What, if anything, did you learn about yourself during the past two years that you didn't already know?
I'm so blessed to live in the country with all my many animal friends. I've been super-blessed to have space and air and trees. Well, I knew that part. And I'm so grateful for my family and friends and collaborators who have inspired me to continue to create during this bewildering and challenging time. I guess I became really aware that I have some good little stories to tell. So, I guess, I better get on with it.
Do you have any other stage or screen projects in the works?
I'm shooting another episode of Law & Order: SVU right after my Joe's Pub dates. It's been such a joy to get to work with the team at SVU. I am ever so grateful to Warren Leight for creating this recurring role of Lorraine Maxwell for me. I love them all, especially the beautiful, extraordinary Mariska Hargitay. And, at the end of March, Christian Jacob and I go to San Francisco to do four shows at Feinstein's at The Nikko. And my animated short film The Mayfly will be coming out later this spring. It is a story I wrote, and Christian scored with some beautiful, joyous music. Our animation team, headed by director Sue Perrotto, have been working away on the film for the past year and three months. The story was written right before the pandemic and recorded the following summer of 2020. When I realized it was an animated film, I set out on a quest to find our team and have met and now worked with such amazing animation artists! I can't wait for you to see it!

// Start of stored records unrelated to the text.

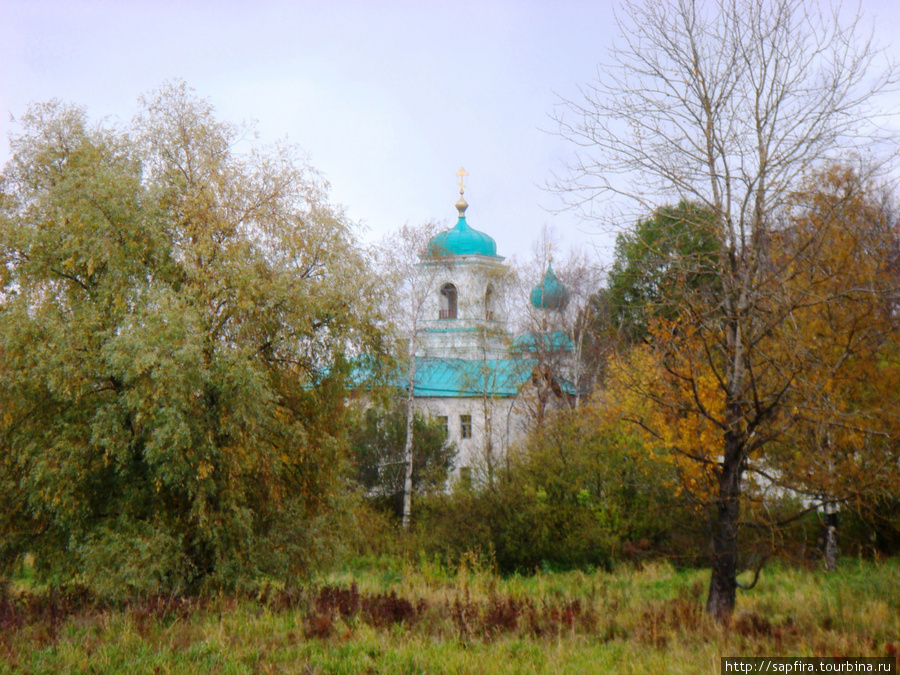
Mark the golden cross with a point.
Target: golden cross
(461, 173)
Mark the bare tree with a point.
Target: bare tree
(727, 103)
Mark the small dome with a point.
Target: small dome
(550, 293)
(462, 239)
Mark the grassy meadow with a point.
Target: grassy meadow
(390, 616)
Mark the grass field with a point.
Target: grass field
(388, 616)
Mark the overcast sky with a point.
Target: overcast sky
(388, 98)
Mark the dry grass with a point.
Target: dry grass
(427, 618)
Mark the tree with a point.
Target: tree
(727, 104)
(555, 330)
(410, 283)
(844, 410)
(177, 326)
(668, 255)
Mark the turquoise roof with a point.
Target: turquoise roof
(550, 293)
(462, 239)
(557, 341)
(459, 378)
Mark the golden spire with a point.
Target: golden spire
(461, 173)
(461, 204)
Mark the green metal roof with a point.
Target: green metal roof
(462, 239)
(459, 378)
(557, 341)
(550, 293)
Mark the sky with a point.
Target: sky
(388, 98)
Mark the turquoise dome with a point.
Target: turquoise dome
(462, 239)
(550, 293)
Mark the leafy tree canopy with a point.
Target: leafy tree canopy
(665, 258)
(176, 323)
(378, 438)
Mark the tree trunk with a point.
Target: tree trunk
(408, 457)
(723, 583)
(831, 550)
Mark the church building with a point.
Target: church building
(470, 372)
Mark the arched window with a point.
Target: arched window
(448, 302)
(489, 303)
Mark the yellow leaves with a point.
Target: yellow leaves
(204, 469)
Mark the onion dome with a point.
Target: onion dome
(550, 293)
(462, 239)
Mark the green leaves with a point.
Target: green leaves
(175, 323)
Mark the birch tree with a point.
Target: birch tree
(409, 284)
(726, 104)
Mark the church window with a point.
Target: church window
(465, 426)
(448, 302)
(489, 303)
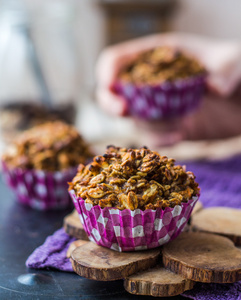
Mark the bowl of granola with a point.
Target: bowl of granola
(38, 165)
(161, 83)
(133, 199)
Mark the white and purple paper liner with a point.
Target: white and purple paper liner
(166, 100)
(39, 189)
(126, 230)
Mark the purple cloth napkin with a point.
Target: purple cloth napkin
(220, 183)
(52, 254)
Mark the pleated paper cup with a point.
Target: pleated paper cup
(164, 100)
(39, 189)
(126, 230)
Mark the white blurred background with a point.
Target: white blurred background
(67, 37)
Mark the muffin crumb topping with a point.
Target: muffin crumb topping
(52, 146)
(161, 64)
(133, 178)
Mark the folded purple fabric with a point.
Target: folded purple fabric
(220, 183)
(52, 254)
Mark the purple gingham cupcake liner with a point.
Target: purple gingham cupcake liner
(126, 230)
(39, 189)
(166, 100)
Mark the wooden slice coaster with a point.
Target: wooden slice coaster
(157, 282)
(220, 220)
(73, 226)
(203, 257)
(98, 263)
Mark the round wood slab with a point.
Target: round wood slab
(75, 245)
(98, 263)
(220, 220)
(157, 282)
(203, 257)
(73, 226)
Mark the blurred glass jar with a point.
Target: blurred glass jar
(39, 68)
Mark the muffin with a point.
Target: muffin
(161, 83)
(133, 199)
(38, 165)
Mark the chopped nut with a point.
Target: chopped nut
(115, 180)
(51, 146)
(159, 65)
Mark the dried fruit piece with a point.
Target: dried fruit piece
(116, 180)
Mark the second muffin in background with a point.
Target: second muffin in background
(133, 199)
(41, 162)
(161, 83)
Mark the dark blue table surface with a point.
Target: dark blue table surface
(21, 231)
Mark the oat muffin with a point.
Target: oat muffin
(53, 146)
(134, 178)
(41, 162)
(161, 83)
(133, 199)
(160, 65)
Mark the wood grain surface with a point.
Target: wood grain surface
(98, 263)
(157, 282)
(203, 257)
(220, 220)
(73, 226)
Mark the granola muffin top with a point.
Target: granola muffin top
(159, 65)
(52, 146)
(133, 178)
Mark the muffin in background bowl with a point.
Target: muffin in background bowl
(38, 165)
(133, 199)
(162, 83)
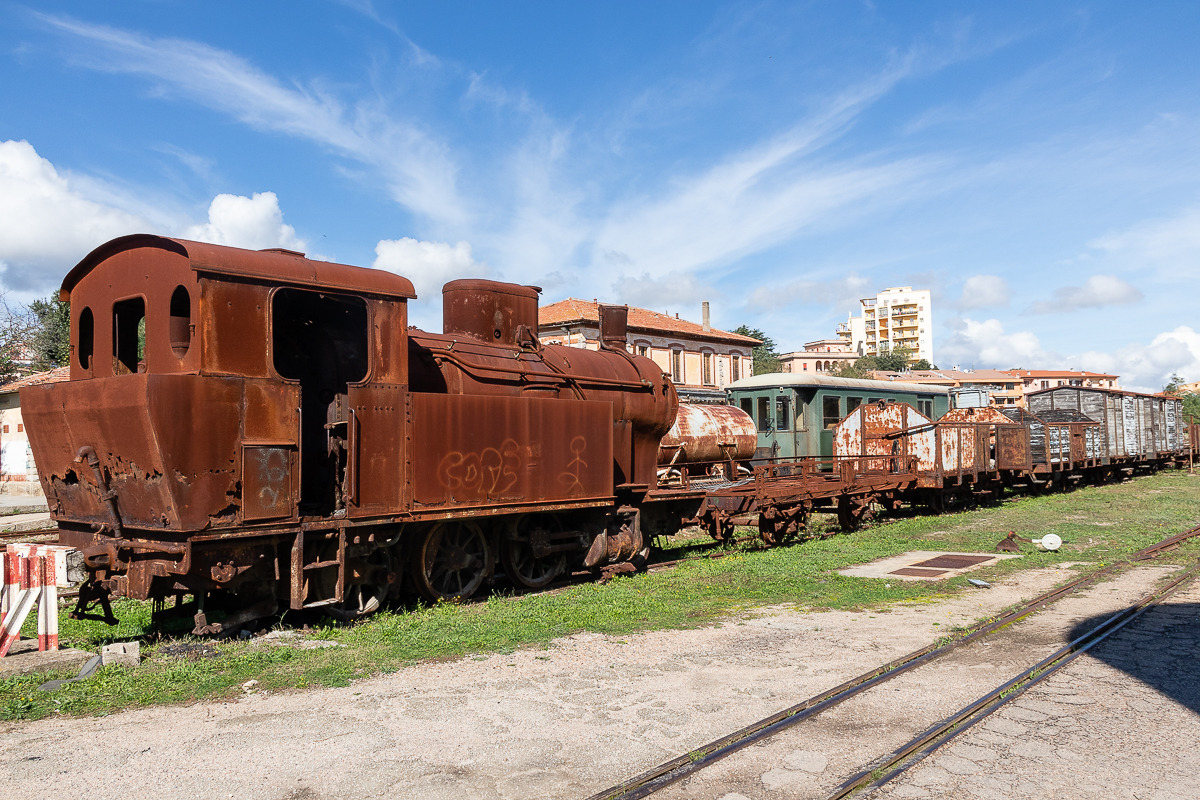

What organization would you recommend people learn more about or donate to during this time of change?
I'm researching charities to support the people in the Ukraine. I would always recommend The Red Cross and also UNICEF. I'm also looking for the best ones to help the animals left in the Ukraine. This war is so tragic. All because of one mad man and his cronies. It is all just so terrible. We must all keep the faith and do what we can do.